GONZAGA UNIVERSITY NEWS RELEASE
Dale Goodwin, Director
Peter Tormey, Associate Director

Theatre Director Hofland Gains Support for Project

Gonzaga University Associate Professor John Hofland, director of Gonzaga’s theatre department, has received a $2,500 Theatre Communications Group grant to travel to the Ukraine this coming summer to study the internationally renowned Odessa Puppet Theatre.

Hofland plans to spend three weeks with the acclaimed group, study their use of theatre activities with youth, and compare it with his own work with at-risk youth.

Hofland previously worked with Odessa Puppet Theatre Director Eugene Gimelfarb in 2000, when Gimelfarb came to Gonzaga with wife Natasha and the couple directed a puppet theater show as Fulbright Scholars-in-Residence. Also, in 1995 Hofland designed a production for the Kharkiv, Ukraine, State Puppet Theatre while working as a Fulbright Lecturer there.
Hofland said there are striking differences between his work and that of the Gimelfarbs in the Ukraine.

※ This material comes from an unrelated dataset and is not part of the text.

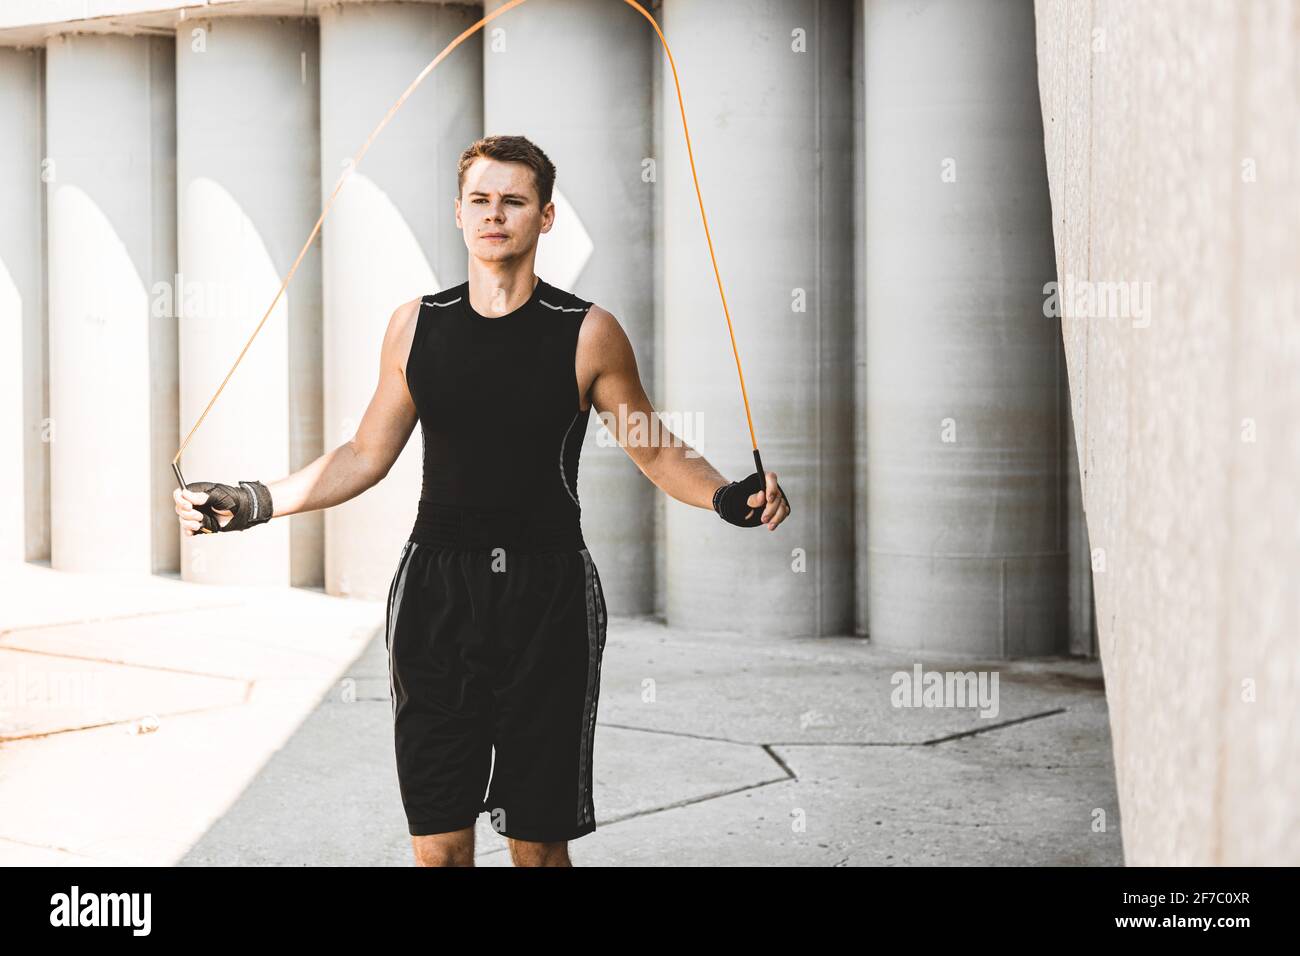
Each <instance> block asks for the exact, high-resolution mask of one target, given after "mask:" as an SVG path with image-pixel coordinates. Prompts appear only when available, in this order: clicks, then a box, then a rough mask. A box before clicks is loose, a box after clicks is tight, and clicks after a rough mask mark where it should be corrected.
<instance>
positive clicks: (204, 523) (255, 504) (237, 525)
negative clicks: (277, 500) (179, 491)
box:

The American theatre system is based on principles that date back to the English Progressive Education Movement. The American tradition has emphasized self-expression and self-realization, Hofland said. In its early formulation this emphasis on self was done at the expense of interdisciplinary connections, at the expense of using drama to reflect on material in other curricular areas, and even at the expense of teaching the art form of theatre. That emphasis has been shifting over a century-long process.

On the other hand, the Ukrainian/Russian system has built its foundation on the rigors of theatre training established by such masters as Stanislavski, Meyerhold, and others. While the American system has valued creativity and self-expression as the foundation for making drama, the Ukrainian system has valued skill, discipline, and imitative activity wherein students carefully follow the teacher’s directions.

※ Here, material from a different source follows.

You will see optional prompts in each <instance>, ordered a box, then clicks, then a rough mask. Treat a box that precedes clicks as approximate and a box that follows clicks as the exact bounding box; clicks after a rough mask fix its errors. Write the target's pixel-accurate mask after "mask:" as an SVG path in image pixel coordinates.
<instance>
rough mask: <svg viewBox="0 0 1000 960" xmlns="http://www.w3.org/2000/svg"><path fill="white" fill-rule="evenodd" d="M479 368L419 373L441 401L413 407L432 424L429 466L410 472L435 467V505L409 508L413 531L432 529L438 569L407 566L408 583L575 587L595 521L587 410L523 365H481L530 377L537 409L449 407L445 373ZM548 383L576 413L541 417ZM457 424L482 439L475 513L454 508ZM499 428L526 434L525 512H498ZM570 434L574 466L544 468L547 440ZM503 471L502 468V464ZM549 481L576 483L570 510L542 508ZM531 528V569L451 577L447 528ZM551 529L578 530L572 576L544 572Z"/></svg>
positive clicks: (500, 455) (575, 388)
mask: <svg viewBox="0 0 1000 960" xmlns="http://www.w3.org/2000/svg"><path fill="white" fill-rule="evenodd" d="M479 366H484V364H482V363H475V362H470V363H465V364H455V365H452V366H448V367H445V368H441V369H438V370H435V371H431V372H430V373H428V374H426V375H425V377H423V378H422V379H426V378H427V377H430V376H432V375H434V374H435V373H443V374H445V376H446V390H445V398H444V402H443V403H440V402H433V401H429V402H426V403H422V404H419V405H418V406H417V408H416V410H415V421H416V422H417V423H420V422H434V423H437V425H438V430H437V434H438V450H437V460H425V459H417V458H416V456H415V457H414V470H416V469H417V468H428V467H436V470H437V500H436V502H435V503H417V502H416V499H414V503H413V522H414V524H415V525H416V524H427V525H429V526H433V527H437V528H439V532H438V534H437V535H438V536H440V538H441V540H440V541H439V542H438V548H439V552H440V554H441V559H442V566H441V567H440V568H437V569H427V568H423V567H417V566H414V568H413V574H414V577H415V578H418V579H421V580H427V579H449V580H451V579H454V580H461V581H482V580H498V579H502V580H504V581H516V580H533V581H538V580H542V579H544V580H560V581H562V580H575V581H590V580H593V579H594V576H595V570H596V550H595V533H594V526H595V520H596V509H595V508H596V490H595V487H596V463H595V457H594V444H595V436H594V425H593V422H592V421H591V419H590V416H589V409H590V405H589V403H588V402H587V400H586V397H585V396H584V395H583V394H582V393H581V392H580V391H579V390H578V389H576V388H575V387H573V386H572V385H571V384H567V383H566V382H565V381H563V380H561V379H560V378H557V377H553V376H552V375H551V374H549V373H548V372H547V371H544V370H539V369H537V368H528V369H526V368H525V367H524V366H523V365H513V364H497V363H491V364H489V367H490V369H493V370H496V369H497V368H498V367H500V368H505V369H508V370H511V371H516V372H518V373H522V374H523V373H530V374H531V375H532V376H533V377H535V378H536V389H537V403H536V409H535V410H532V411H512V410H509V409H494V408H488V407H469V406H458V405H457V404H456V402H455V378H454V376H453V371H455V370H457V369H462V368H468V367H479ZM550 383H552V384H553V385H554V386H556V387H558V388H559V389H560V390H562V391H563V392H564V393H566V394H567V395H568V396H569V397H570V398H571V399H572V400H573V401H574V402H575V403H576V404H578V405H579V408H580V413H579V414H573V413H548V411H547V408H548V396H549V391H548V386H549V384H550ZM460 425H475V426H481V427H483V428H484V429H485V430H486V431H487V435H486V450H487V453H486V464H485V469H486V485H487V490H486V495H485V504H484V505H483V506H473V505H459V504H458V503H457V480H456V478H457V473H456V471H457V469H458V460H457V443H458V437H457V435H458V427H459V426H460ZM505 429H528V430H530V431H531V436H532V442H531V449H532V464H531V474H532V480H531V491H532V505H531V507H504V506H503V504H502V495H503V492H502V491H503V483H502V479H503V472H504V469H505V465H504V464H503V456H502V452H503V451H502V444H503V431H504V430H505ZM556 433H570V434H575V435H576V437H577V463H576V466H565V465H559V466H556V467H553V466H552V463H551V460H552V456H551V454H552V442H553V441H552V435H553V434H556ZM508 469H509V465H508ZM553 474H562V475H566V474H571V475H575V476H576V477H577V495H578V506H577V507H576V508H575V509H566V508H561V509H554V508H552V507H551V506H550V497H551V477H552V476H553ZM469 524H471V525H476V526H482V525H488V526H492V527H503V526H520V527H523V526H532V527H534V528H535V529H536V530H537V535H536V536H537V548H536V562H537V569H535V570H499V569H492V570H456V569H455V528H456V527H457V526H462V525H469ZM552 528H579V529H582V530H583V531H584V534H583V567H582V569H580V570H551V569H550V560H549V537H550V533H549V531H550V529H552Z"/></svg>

In each case the goal of the work is the same — to use drama as a means to teach literacy, social skills, oral communication, and elementary acting.

How might the work at the puppet theatre in Odessa influence Hofland’s work? The answer lies somewhere in the interface between the two approaches, he said.

“We both expect to learn from each other. I expect to learn much from their structure, from their approach to movement training and from their use of music as a teaching tool in early stages of training in drama,” Hofland said. “I suspect they will learn from my approach to story dramatization and from my use of art and drawing as a foundation for theatre training with children.”

Students in Hofland’s creative dramatics classes teach drama to children at the Spokane Boys and Girls Club as a service-learning project. That project aims more to build self-esteem and social skills with at-risk children, and gives GU students the ability to use the method as a teaching tool or for recreational use.